Friday, January 28, 2011

The Dreaming Imagination

I've always dreamt, and often remembered the dreams, but recently its been different somehow. My dreams have been more vivid, more detailed, and I've often remembered them - through waking early - in immense detail. Rather than the detritus of the day, or a representation of my worries or anxieties, I'm beginning to think that my creative imagination is increasingly taking place whilst I'm asleep - pushed into that space by the prosaic pressures of every day. As I get older, I get less time, rather than more; things get harder, energy reduces.

Also, recently I've been away quite alot, and being in a different place seems to accentuate the dreaming imagination. The stimuli of new places, but also the attendant pressure on negotiating an unfamiliar space - and sometimes language - seems to make the waking day imagination-free zones, where all my mental abilities are concentrated on the every day. I know I'm not saying anything that many people haven't always faced; particularly parents of young children; but I guess I've always lived my life attempting some kind of psychic balance.

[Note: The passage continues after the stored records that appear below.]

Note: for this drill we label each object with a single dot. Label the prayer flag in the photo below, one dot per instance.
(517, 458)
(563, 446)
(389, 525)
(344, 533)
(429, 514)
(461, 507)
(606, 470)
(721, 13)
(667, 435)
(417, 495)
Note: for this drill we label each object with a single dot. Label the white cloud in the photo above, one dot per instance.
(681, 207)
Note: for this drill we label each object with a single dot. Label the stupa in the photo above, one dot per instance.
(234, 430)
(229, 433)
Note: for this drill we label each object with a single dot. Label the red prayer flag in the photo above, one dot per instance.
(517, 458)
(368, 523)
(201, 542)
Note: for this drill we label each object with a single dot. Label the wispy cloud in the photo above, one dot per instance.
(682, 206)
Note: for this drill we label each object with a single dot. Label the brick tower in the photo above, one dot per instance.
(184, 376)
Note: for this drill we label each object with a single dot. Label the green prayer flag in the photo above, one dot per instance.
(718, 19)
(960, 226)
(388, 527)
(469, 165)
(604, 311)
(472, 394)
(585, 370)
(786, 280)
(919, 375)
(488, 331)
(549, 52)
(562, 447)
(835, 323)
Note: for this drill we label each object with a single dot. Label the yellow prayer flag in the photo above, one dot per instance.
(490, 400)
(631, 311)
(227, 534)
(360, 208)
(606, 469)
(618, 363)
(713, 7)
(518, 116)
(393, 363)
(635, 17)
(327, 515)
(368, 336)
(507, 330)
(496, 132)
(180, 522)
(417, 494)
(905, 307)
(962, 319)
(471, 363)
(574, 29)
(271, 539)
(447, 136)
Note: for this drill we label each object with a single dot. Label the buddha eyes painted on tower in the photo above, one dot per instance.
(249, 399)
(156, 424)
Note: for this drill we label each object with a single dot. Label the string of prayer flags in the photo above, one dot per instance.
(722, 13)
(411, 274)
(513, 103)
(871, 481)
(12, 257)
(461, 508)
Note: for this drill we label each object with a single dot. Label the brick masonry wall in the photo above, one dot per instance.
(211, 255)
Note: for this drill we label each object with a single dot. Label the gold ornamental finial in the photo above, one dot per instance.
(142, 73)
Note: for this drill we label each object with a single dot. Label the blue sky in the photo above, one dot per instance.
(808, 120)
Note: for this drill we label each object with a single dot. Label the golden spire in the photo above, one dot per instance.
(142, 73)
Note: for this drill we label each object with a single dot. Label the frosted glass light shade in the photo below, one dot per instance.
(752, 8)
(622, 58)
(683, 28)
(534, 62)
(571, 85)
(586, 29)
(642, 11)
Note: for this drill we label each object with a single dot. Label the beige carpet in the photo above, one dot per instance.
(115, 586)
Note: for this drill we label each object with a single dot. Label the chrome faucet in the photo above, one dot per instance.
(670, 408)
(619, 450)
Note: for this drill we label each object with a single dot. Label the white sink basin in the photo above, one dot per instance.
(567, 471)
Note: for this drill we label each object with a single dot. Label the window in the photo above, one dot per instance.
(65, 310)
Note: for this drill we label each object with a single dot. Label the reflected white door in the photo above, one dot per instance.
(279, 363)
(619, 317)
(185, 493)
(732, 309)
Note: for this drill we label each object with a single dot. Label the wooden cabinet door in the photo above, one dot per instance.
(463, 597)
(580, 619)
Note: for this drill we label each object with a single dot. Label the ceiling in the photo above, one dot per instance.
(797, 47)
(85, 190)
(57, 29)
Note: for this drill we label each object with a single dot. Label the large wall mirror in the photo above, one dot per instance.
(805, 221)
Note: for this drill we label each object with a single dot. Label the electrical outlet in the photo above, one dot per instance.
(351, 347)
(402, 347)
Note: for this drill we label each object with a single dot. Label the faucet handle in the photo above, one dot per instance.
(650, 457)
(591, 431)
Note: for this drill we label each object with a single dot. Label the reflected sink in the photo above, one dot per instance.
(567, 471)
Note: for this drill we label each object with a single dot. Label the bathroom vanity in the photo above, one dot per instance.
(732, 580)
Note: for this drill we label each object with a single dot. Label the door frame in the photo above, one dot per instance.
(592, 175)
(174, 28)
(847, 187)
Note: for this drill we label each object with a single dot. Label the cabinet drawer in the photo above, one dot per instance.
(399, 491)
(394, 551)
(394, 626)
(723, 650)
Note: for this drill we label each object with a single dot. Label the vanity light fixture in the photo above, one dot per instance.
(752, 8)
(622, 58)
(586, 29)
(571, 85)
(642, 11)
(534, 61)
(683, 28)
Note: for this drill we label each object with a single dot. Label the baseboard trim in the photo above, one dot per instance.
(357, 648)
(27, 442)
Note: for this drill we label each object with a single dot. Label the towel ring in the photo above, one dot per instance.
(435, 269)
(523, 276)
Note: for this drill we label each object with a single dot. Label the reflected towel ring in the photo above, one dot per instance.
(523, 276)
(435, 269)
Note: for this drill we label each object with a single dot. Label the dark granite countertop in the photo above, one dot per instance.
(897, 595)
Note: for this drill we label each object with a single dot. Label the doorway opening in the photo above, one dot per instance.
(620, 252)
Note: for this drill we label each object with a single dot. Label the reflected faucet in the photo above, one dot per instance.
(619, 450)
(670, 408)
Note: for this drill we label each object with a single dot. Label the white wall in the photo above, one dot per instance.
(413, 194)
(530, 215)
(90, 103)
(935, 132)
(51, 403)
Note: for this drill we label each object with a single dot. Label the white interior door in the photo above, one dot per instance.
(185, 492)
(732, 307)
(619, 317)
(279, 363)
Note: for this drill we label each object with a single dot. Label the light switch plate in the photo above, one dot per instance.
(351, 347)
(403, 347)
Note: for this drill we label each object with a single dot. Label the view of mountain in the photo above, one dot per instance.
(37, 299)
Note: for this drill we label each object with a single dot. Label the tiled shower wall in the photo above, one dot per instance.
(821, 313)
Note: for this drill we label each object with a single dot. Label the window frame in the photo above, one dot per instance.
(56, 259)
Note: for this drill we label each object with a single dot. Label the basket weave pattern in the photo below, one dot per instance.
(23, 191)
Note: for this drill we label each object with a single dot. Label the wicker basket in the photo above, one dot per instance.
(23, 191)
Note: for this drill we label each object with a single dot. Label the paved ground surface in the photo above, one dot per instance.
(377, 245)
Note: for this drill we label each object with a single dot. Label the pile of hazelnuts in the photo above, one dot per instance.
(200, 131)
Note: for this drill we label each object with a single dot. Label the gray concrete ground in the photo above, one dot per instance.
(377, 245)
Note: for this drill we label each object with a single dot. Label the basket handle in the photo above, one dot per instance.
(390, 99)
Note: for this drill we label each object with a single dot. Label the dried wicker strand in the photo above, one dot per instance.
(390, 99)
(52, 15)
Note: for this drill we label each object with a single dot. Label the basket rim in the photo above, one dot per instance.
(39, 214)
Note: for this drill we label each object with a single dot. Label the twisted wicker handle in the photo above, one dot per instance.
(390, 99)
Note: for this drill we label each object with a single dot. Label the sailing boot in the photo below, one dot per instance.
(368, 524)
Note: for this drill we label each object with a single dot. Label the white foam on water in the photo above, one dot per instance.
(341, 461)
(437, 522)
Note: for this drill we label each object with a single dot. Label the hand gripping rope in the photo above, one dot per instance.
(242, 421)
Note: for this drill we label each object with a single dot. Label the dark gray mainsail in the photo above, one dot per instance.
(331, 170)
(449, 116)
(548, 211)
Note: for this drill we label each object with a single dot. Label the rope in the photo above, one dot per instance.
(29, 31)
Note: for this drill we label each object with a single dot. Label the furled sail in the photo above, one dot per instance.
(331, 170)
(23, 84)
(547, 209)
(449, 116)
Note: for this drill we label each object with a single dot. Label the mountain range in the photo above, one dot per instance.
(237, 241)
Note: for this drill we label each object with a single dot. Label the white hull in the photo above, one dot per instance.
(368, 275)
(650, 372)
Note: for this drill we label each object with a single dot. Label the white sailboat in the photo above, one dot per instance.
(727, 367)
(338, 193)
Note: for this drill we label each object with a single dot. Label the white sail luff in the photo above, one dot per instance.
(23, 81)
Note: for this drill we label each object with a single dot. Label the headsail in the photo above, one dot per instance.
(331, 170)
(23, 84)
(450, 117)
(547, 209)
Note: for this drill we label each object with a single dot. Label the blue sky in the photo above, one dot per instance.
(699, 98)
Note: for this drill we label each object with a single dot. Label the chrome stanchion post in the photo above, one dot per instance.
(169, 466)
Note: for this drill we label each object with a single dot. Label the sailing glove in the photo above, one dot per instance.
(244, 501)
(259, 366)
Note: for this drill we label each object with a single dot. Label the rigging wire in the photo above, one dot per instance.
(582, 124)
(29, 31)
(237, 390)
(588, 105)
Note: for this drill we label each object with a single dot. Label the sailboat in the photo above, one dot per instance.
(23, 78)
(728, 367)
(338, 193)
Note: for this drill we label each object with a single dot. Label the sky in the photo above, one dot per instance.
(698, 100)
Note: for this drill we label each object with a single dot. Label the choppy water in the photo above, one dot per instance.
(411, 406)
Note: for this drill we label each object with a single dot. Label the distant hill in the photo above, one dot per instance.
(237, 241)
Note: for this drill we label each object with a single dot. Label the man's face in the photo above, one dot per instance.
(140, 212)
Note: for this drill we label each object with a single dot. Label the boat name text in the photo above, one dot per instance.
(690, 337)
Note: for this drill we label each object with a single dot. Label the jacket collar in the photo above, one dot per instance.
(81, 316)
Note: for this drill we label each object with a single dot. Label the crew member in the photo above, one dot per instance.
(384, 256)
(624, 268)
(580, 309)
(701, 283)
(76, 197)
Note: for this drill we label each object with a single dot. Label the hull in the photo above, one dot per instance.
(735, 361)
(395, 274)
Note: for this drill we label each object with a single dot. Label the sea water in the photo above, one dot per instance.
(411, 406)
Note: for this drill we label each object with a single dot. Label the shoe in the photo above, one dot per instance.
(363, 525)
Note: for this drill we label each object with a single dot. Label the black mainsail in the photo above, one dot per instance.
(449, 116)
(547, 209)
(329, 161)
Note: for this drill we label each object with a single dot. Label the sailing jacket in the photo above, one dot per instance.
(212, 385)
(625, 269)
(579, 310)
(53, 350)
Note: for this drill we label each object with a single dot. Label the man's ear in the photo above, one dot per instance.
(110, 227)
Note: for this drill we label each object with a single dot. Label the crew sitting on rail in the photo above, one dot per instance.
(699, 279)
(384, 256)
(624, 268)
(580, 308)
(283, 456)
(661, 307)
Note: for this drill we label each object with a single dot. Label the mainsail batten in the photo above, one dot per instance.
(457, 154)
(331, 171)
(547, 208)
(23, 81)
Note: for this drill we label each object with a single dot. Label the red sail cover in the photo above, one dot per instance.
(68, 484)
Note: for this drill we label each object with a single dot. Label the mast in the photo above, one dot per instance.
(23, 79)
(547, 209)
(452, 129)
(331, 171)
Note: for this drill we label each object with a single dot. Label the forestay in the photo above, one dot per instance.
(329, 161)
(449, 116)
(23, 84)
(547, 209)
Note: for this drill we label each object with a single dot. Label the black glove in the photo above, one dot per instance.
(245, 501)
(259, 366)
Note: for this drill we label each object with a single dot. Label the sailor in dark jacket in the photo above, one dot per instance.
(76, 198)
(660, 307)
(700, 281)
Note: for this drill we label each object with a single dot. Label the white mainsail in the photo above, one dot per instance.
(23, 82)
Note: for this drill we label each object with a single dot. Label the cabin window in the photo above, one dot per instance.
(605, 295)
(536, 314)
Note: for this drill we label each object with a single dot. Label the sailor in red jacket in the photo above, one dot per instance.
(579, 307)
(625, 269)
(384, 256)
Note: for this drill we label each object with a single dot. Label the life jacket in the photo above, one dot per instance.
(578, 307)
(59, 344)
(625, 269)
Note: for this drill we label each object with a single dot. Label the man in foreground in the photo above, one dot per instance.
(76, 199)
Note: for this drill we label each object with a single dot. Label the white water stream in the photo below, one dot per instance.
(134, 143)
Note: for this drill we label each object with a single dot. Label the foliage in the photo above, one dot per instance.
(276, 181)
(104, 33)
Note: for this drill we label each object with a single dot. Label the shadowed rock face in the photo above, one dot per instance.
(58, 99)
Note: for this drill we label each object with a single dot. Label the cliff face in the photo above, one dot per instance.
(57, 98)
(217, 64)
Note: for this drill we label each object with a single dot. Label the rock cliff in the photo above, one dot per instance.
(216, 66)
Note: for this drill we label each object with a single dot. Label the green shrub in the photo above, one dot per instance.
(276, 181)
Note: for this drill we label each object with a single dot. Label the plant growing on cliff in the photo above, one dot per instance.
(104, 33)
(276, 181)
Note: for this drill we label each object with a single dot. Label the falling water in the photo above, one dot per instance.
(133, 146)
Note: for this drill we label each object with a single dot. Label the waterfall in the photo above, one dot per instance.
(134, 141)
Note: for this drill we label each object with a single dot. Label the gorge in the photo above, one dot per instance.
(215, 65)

I've enjoyed having the day-to-day stability of working, as well as having to; but I've also found at various points that the bit that gets squeezed out is your creativity, your art.

I was speaking to an artist friend in the week and he's recently gone back to working 4 days a week, after managing to get down to 3. And the economic necessity is one thing, but the art is what suffers, falls away. I sometimes think artists should be encouraged to have sabbaticals - three months here, a week there - rather than try and balance the necessary mundaneities of life with a regular "making." Yet our somewhat brutal economic world doesn't often allow that.

So I'm finding myself exhausted. Last week rushing off to Amsterdam with work, next week to Brussels. Such trips are enjoyable, and productive, but they also eat into one's everyday routines, take a chunk out of the week. Life you try and fit in and around things. There's a pay off - there's stimuli in travel, but you need time to reflect, to process. After my reading the week before last, I was mentally and physically exhausted.

My hotel in Amsterdam, Hotel Aalders, was on a street next to the Rijkksmuseum, and made out of two 1904 townhouses, merged into one. There I was on the top floor, and it was only on the second day that I realised there were two staircases in the building, rather than just one with two branches, like some real-life Escher. Amsterdam was wet and grey but grand nonetheless. The elegance of the city's streets always noticeable. Waking in the middle of the night, with rain pouring down outside, I'm not sure if I was a dream I began writing down, or simply an idea that had crystallised. In longhand I must have written between two and three thousand coherent words of a fully formed story before I fell back asleep. In my waking hours, I don't necessarily need to find the imagination to complete it, just the time...

1 comment:

Jason Crabtree said...

Sleep, and what the brain gets up to in that time, never fails to amaze. I spent two hours one evening trying to find a scrap of paper with an important note written on it - and failed. I woke up the next morning and went straight to the spot where I'd lodged it, as if led there.